US Ambassador Views Conservation in Action at Trinity Library

Posted on: 29 January 2016

The painstaking conservation of one of the oldest surviving Irish manuscripts was viewed by US Ambassador to Ireland, Kevin O’Malley, during a behind-the-scenes visit to Trinity College Library’s conservation laboratory.

Ambassador O’Malley visited Trinity to review progress of a major project which will see four of the Library’s most important early medieval Irish manuscripts conserved, digitised and made available online to the public and world of scholarship for the first time.

Marco di Bella, Manuscript Conservator, US Ambassador to Ireland Kevin O'Malley

The four manuscripts – the Codex Usserianius Primus, the Garland of Howth, the Book of Dimma, and the Book of Mulling – make up the preeminent collection of early Christian book art in the Library, along with the Book of Kells, the Book of Durrow and the Book of Armagh. The Early Irish Manuscripts Project at Trinity, funded by Bank of America Merrill Lynch’s Art Conservation Project, is undertaking the treatment, technical examination and art historical study of these four priceless manuscripts.

Once complete the manuscripts will be fully digitised and made freely accessible online this August, allowing researchers around the world to answer important questions about the unique features of manuscripts produced in Ireland during the dark ages. The original manuscripts will also be exhibited alongside the Book of Kells, the Book of Durrow and the Book of Armagh at Trinity Library.

  • The treatment of The Codex Usserianius Primus, one of the earliest known surviving Irish manuscripts, dating back to the fifth century, is now in progress. An incomplete copy of the four Gospels on parchment, the manuscript is in a fragmentary state.
  • Imaging of The Garland of Howth, a ninth century parchment manuscript, is now complete. Associated with St Nessan’s monastery on Ireland’s Eye, off the coast of Howth, the manuscript contains a copy of the four gospels. Despite being one of only a handful of surviving early Irish illuminated gospel texts, it is practically unknown.
  • Work on The Book of Mulling is now at the halfway point. An eighth century pocket-gospel, with ninth century additions, it is associated with the monastery of St Mullins in Co. Carlow. It contains a copy of the four Gospels, and features portraits of the evangelists Matthew, Mark and John, together with illuminated initials.
  • Work on The Book of Dimma, a late eighth century manuscript on parchment, possibly produced at Roscrea, Co. Tipperary, will commence shortly. It contains a copy of the four Gospels along with later tenth or eleventh century additions.

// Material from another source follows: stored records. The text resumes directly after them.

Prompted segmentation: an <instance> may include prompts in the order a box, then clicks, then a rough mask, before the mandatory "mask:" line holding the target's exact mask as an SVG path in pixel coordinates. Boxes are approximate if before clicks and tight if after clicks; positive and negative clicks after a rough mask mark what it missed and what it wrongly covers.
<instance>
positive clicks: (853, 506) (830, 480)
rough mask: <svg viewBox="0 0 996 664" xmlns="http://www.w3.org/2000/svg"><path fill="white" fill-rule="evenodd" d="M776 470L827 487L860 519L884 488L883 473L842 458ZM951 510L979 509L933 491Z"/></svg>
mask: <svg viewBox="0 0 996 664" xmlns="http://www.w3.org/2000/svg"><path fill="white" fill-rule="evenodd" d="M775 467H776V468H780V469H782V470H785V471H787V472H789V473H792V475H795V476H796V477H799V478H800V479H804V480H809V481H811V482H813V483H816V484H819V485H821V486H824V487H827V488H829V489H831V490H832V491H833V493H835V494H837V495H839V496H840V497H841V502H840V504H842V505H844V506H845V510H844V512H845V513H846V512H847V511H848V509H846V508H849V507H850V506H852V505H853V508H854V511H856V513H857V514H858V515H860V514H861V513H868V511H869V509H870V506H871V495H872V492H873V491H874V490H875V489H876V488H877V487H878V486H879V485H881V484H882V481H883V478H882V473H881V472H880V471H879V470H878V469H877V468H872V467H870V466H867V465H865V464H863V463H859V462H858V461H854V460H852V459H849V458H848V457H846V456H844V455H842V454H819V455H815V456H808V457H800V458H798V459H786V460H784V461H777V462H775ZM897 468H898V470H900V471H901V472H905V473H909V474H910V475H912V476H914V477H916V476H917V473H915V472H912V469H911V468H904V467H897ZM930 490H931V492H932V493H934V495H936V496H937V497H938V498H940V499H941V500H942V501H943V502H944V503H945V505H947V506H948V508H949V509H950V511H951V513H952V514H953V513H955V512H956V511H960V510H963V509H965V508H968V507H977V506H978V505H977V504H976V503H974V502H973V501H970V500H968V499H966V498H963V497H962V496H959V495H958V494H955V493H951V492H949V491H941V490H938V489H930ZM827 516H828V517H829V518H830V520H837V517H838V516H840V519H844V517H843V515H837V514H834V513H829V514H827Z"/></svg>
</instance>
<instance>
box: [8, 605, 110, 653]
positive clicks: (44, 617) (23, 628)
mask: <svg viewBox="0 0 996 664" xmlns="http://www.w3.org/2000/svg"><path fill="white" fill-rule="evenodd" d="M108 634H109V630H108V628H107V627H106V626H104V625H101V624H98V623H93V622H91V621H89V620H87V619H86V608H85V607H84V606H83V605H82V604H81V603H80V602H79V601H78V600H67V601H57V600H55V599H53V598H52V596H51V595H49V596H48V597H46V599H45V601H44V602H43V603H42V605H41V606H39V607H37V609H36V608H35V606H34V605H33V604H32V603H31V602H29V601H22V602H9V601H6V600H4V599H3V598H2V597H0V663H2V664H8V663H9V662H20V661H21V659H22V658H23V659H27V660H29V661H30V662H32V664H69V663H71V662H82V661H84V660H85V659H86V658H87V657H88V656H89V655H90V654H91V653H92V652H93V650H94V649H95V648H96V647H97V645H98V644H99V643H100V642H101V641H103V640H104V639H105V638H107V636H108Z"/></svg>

Ambassador O’Malley was joined at the conservation lab by Helen Shenton, Librarian and College Archivist, Susie Bioletti, Head of Conservation and Peter Keegan, Country Executive for Ireland at Bank of America Merrill Lynch.

Peter Keegan, Bank of America; Helen Shenton, Librarian and College Archivist; Kevin O'Malley, US Ambassador and Susie Bioletti, Head of Conservation

Susie Bioletti, Head of Conservation at Trinity Library said: “The conservation and digitisation of these four manuscripts is hugely significant to the world of scholarship. Due to their vulnerability all four manuscripts have never been fully imaged and access for researchers has been very limited. By placing them online as part of the Library’s digital collections we are opening up these treasures to the public and the world of scholarship on a global scale for the first time. Some of the manuscripts, such as the of Garland Howth, are almost unknown to art historians.”

Ambassador O’Malley commented: “The US Embassy congratulates Trinity on this important project to make these beautiful manuscripts available not only to scholars in Ireland, but also to researchers and interested members of the public in the United States and beyond. Making these precious holdings freely accessible online is an important step in preserving cultural heritage, and also inspiring new research collaborations as scholars are enabled to study these iconic Irish works for the first time.”

Peter Keegan, Country Executive for Ireland at Bank of America Merrill Lynch, added: “We are proud to support Trinity College Dublin by helping to conserve these important pieces of Irish history, and to enable greater access and learning for future generations of students, historians and visitors. Our global Art Conservation Project is designed not only to conserve artworks and educate communities, but also to facilitate understanding and respect for the varied cultures and traditions throughout the world; so we feel particularly honoured to be involved in this project during such an important centenary year for Ireland.”